National sevens team
- Years: Team /  / Comps
- 2025–: New Zealand Sevens

= Kele Lasaqa =

New Zealand rugby union player

Kele Lasaqa is a New Zealand rugby union player who plays as a winger for Bay of Plenty Steamers in the National Provincial Championship, and the New Zealand national rugby sevens team.

==Early life==
Lasaqa attended Tauranga Boys' College. He was part of their rugby team which won the New Zealand national under-15 tournament, and then the prestigious Super 8 schools title in 2024, for the first time since 1999, as well as the Condors Sevens title.

==Career==
Lasaqa plays on the wing for Bay of Plenty Steamers in the National Provincial Championship. For Bay of Plenty he scored five tries in six games and was promoted to the New Zealand Under-18 Sevens team. Lasaqa was part of the New Zealand Development team that participated in the Coral Coast Fiji 7s in Sigatoka, Fiji.

Lasaqa made his debut for the senior New Zealand national rugby sevens team as they won the 2025 Dubai Sevens, part of the 2025-26 SVNS series in November 2025. His performances included a match-clinching last minute tackle in a 21–17 win over Great Britain in the pool stage.
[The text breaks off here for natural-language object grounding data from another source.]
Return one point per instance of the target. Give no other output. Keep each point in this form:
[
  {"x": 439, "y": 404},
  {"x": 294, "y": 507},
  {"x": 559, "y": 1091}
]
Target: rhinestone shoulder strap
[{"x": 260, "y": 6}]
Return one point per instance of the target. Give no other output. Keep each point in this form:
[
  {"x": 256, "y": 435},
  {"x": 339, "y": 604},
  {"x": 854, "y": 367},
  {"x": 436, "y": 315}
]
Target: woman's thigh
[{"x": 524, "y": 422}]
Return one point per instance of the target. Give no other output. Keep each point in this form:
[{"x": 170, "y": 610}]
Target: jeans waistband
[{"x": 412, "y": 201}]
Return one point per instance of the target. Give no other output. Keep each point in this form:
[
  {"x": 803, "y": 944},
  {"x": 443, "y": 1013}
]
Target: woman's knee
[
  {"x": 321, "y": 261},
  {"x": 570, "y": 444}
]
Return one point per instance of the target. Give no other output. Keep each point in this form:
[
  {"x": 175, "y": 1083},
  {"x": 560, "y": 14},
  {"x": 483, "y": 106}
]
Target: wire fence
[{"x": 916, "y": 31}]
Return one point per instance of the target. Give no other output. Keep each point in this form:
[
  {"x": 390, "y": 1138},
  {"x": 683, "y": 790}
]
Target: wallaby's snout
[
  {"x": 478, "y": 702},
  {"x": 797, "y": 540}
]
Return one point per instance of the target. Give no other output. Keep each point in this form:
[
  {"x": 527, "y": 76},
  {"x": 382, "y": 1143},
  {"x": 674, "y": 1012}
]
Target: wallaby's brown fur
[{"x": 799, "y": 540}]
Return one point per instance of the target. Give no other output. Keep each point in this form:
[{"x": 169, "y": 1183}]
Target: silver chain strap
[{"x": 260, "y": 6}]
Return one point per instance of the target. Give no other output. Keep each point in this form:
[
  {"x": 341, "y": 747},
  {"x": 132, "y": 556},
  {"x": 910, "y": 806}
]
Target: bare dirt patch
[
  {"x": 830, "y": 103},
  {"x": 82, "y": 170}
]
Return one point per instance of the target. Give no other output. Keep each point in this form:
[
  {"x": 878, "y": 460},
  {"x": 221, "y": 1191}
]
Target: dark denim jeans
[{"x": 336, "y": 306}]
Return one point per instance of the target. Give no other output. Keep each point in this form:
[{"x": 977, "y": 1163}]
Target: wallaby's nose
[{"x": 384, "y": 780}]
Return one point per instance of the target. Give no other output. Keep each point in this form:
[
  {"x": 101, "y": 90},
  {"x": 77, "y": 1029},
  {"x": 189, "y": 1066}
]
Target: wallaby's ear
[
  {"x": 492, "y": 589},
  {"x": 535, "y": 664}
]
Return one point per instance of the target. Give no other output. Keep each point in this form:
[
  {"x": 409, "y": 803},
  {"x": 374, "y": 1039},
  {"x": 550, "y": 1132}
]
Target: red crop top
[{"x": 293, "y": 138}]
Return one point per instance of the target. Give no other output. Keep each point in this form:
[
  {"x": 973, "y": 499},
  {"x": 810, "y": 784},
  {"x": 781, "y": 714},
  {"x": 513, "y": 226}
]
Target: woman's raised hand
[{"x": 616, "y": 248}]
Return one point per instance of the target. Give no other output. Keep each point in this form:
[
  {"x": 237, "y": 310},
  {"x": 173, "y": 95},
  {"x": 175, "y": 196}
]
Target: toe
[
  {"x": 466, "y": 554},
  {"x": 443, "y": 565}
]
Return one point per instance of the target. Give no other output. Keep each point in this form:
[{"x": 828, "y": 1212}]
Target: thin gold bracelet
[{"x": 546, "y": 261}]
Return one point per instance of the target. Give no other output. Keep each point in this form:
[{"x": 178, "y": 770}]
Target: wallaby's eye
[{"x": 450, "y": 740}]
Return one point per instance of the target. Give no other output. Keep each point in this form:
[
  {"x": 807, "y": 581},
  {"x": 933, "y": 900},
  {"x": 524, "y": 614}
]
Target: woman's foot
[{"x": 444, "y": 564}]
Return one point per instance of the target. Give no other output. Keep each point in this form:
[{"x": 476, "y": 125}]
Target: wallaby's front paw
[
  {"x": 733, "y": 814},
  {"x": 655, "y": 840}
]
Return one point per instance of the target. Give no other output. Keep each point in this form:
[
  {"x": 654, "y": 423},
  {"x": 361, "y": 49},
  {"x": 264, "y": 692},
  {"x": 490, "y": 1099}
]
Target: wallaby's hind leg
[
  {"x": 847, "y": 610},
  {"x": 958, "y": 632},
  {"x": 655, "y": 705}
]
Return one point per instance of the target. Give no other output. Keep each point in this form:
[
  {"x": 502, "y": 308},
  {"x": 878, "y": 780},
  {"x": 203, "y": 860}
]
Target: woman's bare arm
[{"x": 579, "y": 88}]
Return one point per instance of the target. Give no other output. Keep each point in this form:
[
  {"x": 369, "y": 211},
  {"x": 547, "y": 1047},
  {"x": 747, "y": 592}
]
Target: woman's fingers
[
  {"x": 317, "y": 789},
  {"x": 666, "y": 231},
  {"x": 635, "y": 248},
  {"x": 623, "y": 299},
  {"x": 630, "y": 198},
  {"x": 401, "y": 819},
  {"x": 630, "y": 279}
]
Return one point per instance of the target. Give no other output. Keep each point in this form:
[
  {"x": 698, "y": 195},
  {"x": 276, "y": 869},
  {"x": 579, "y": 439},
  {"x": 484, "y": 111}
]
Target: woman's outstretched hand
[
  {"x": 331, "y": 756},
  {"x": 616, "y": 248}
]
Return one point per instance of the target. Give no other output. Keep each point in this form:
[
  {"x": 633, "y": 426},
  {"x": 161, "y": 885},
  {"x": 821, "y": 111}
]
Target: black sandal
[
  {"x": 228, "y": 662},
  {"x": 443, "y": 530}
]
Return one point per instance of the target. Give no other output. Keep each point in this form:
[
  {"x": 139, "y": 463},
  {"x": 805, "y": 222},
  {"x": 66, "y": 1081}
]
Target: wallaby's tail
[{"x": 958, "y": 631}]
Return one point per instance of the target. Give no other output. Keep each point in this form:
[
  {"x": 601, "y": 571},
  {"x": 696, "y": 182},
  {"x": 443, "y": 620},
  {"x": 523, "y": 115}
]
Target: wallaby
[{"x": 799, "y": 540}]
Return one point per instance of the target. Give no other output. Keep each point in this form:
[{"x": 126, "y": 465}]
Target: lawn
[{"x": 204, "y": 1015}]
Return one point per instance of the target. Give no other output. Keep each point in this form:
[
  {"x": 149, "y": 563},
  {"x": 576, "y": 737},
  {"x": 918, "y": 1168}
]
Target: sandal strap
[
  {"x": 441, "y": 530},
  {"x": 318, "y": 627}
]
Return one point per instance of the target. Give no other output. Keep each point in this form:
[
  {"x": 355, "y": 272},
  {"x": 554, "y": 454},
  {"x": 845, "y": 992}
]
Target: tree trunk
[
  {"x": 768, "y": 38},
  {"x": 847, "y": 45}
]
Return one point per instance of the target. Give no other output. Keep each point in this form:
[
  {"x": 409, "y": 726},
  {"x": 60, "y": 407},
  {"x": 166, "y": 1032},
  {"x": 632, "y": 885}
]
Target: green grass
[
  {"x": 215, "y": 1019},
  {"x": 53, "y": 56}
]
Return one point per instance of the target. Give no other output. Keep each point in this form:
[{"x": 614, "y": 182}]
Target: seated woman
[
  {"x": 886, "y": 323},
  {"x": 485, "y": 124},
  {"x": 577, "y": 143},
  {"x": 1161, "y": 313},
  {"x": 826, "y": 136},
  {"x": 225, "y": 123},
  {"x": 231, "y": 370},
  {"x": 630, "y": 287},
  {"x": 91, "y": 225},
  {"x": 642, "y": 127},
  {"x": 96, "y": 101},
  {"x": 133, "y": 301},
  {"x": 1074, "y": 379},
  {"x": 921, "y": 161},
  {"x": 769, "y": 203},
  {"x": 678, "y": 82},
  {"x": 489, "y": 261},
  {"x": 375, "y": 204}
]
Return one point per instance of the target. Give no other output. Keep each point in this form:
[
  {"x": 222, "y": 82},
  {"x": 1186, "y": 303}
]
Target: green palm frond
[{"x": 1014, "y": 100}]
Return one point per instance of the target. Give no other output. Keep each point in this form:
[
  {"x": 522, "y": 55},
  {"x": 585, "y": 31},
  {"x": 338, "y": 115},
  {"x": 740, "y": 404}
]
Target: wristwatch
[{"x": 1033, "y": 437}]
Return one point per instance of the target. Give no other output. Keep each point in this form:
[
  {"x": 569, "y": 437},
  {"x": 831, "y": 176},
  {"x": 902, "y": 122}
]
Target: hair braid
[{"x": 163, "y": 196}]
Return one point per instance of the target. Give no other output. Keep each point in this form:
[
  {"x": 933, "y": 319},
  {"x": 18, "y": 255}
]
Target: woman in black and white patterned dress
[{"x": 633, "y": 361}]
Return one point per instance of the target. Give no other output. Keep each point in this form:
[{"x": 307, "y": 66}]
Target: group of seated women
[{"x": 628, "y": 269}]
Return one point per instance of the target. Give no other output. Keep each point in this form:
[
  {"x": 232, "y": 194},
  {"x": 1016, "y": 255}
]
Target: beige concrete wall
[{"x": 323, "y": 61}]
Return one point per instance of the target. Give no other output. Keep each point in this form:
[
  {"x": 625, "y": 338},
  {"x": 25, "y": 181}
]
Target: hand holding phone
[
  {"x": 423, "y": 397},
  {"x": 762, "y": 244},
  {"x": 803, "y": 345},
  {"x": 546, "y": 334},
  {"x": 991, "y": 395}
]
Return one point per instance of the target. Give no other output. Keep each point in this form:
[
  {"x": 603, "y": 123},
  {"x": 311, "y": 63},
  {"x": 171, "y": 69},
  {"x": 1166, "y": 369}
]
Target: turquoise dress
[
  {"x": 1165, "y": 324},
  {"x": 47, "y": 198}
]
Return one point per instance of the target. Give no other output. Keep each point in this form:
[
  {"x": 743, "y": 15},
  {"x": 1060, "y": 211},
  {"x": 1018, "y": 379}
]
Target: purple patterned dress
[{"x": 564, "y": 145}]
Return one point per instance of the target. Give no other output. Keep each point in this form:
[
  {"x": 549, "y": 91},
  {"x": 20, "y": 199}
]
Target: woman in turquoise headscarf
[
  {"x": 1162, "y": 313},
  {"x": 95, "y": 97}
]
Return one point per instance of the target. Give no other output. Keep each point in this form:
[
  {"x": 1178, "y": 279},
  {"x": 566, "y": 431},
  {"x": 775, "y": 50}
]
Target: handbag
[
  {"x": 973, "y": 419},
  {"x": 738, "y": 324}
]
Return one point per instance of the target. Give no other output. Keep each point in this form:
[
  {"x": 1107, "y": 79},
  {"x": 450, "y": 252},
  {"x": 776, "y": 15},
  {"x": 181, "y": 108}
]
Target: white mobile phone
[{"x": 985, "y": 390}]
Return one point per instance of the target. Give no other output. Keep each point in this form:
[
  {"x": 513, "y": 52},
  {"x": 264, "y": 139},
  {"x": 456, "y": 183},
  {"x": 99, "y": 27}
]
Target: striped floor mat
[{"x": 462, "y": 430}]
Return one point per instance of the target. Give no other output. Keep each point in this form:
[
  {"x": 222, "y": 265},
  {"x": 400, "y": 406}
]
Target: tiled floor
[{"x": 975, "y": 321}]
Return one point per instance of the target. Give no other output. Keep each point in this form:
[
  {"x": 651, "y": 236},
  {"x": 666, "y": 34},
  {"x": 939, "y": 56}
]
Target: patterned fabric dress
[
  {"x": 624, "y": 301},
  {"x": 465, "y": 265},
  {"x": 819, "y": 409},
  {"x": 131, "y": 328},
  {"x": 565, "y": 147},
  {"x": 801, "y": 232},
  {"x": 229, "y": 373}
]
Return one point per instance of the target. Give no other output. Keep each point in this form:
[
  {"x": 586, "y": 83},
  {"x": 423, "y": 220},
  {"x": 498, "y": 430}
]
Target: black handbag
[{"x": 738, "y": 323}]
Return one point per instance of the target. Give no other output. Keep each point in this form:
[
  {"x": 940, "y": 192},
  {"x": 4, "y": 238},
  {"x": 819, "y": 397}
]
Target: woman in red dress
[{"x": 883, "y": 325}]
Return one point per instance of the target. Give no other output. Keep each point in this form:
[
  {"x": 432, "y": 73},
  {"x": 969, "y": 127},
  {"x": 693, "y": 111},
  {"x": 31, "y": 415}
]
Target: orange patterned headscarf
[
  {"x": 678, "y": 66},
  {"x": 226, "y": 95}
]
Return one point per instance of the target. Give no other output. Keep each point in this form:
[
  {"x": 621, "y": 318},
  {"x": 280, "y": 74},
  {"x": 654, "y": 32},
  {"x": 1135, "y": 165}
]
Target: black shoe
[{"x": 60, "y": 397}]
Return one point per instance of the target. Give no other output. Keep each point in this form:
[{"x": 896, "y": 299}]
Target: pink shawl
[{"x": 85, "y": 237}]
At the 2026 Singapore Sevens, Lasaqa scored a match winning try in the final minute from 65 metres out against Argentina. He was also a try scorer to help New Zealand reach the semi-finals of the 2026 Australia Sevens in a win against France. Kele Lasaqa was named Rookie SVNS Player of the Year in June 2026. He played for New Zealand U20 at the 2026 World Rugby U20 Championship.

==Personal life==
From Fijian descent, his parents moved to New Zealand in 2003 from Ucunivanua in Verata. His brother, Gideon Lasaqa, plays for the Sydney Fijian team in the Coral Coast 7s. Their cousin is fellow New Zealand rugby player Veveni Lasaqa.